« Nous maintenons notre objectif d'être le premier conctructeur automobile en 2018. Si on y arrive avant, tant mieux », a confirmé jeudi le président du groupe Volkswagen Martin Winterkorn dans le cadre du Mondial de l'automobile. « L'écueil à éviter, c'est que nos collaborateurs ne deviennent trop arrogants », avertit toutefois le dirigeant, comme une allusion à peine voilée à certains concurrents...

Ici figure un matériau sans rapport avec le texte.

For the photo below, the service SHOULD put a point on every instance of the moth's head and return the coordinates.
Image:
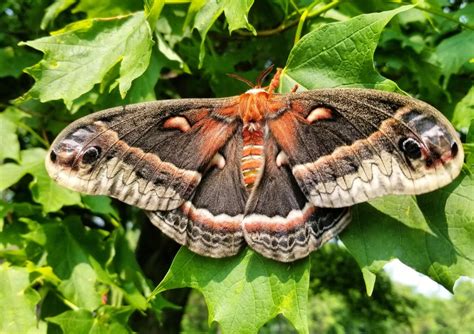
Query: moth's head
(430, 143)
(74, 155)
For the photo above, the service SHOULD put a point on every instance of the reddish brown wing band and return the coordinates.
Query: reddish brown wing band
(276, 172)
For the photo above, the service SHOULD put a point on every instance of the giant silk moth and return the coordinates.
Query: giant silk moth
(277, 172)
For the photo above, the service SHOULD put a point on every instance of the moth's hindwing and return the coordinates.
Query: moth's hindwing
(347, 146)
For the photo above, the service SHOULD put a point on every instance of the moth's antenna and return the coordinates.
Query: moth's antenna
(275, 81)
(263, 75)
(238, 77)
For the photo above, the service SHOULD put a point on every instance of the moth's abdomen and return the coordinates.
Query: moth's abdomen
(252, 154)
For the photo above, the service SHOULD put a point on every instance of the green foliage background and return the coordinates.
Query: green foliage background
(76, 263)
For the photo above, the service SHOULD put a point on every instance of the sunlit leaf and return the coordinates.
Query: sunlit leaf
(17, 309)
(431, 233)
(339, 55)
(107, 320)
(80, 56)
(245, 291)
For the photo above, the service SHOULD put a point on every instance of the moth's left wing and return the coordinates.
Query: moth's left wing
(151, 155)
(346, 146)
(209, 223)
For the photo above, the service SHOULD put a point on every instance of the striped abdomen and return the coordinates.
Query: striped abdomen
(252, 155)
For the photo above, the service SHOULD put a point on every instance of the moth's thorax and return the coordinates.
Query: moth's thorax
(252, 153)
(253, 105)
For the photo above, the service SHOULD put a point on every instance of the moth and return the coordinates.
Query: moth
(276, 172)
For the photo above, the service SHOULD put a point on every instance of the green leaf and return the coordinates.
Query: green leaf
(107, 8)
(153, 10)
(10, 146)
(130, 281)
(19, 300)
(30, 161)
(13, 60)
(339, 55)
(464, 111)
(245, 291)
(45, 191)
(108, 319)
(70, 250)
(48, 193)
(432, 233)
(54, 10)
(79, 56)
(451, 62)
(100, 204)
(236, 12)
(203, 21)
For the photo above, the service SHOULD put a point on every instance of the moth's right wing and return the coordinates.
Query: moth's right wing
(151, 155)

Pour remplir cet objectif, le consortium allemand table en premier lieu sur les nouveaux marchés. « En Chine, nous disposons actuellement de capacités pour 2 millions de véhicules. Mais nous allons investir 6 milliards d'euros jusqu'en 2012, pour porter notre potentiel à 3 millions ». Volkswagen est déjà, historiquement, le premier acteur en Chine. Aux États-Unis, « nous allons implanter une usine capable de produire 150.000 unités [en 2011, Ndlr] avec un fort taux d'intégration local de 80 %, qui s'ajoutera au potentiel de 550.000 installé au Mexique ». Le projet américain, avec un véhicule de gamme moyenne spécifiquement dessiné pour l'Amérique du Nord, se monte à 3 milliards d'euros. En Inde et dans les pays d'Asie du Sud-Est, « nous allons faire ensemble des petits véhicules avec notre partenaire Suzuki [dont Volkswagen détient 19,9 % du capital] ». Une expansion géographique qui ne se fera pas au détriment des sites outre-Rhin. « En Allemagne, l'effectif reste stable, avec des sites vraiment compétitifs grâce à une hausse de la productivité. »
Palette de 200 modèles
Pour détrôner Toyota, Volkswagen mise sur une palette étendue de 200 modèles. Sa gamme archicomplète va de la la Fox bas de gamme brésilienne à la limousine Bentley. Le groupe accélère ses nouveaux lancements, avec, en ce moment, une familiale Passat rénovée et une luxueuse Audi A7. Il prépare aussi une gamme de « mini-véhicules » dès la fin 2011 sous plusieurs marques. Par ailleurs, « nous travaillons sur une panoplie de technologies comme l'optimisation des moteurs diesel, les moteurs à essence turbo à injection directe, les hybrides, les véhicules électriques à partir de 2013, la pile à combustible », assure Martin Winterkorn. Et Volkswagen est prêt à ajouter une onzième marque. « Si Fiat veut vendre Alfa Romeo, nous serions candidats », a-t-il précisé. Mais le groupe transalpin a aussitôt rétorqué que le label n'était pas à vendre !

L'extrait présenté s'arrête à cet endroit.